Consider this piece of prefix sum function written in C:
void prefix_sum(int *a, int n) {
for (int i = 1; i < n; i++)
a[i] += a[i - 1];
}
The function is transformed into the following LLVM IR before GVN pass:
define dso_local void @prefix_sum(ptr nocapture noundef %a, i32 noundef %n) local_unnamed_addr {
entry:
%cmp7 = icmp sgt i32 %n, 1
br i1 %cmp7, label %for.body.preheader, label %for.cond.cleanup
for.body.preheader: ; preds = %entry
%wide.trip.count = zext i32 %n to i64
br label %for.body
for.cond.cleanup.loopexit: ; preds = %for.body
br label %for.cond.cleanup
for.cond.cleanup: ; preds = %for.cond.cleanup.loopexit, %entry
ret void
for.body: ; preds = %for.body.preheader, %for.body
%indvars.iv = phi i64 [ 1, %for.body.preheader ], [ %indvars.iv.next, %for.body ]

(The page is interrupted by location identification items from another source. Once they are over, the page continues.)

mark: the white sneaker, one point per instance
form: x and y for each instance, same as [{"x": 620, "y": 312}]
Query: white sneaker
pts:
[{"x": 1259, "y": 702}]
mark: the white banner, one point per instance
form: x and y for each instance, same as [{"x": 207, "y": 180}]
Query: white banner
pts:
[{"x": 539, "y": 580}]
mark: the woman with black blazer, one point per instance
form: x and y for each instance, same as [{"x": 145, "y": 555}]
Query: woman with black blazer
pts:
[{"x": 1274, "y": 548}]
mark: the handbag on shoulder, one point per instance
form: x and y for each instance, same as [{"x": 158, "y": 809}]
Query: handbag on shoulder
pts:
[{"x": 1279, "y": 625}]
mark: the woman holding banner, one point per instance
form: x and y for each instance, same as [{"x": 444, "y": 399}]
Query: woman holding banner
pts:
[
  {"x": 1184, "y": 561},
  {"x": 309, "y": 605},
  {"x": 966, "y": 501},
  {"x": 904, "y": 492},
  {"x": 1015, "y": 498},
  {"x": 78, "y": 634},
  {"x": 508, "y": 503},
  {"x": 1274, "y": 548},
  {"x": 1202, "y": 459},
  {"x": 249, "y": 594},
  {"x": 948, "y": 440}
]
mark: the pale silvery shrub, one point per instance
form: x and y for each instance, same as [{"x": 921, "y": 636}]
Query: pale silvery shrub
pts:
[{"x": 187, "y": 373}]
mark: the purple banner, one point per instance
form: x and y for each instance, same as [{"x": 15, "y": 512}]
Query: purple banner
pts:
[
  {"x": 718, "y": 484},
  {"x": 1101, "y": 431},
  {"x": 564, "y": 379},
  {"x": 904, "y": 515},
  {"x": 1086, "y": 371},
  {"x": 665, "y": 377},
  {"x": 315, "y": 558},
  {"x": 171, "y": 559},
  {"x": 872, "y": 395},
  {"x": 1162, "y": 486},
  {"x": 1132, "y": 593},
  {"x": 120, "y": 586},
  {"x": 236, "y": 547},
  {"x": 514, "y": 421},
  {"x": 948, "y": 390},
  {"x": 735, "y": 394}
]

%0 = getelementptr i32, ptr %a, i64 %indvars.iv
%arrayidx = getelementptr i8, ptr %0, i64 -4
%1 = load i32, ptr %arrayidx, align 4
%2 = load i32, ptr %0, align 4
%add = add nsw i32 %2, %1
store i32 %add, ptr %0, align 4
%indvars.iv.next = add nuw nsw i64 %indvars.iv, 1
%exitcond = icmp ne i64 %indvars.iv.next, %wide.trip.count
br i1 %exitcond, label %for.body, label %for.cond.cleanup.loopexit
}
I found that the GVN pass does not perform PRE for load in %1, since the PHI transform for %0 fails. The load does get optimized into phi in LoopLoadElimination pass, but this got me curious as one of the tests (see test5 in llvm/test/Transforms/GVN/PRE/rle-phi-translate.ll) for GVN/PRE uses similar pattern, and ensures that GVN eliminates load for (i - 1)-th index of the array. Is this an intended behavior for the pass, or a missed optimization opportunity?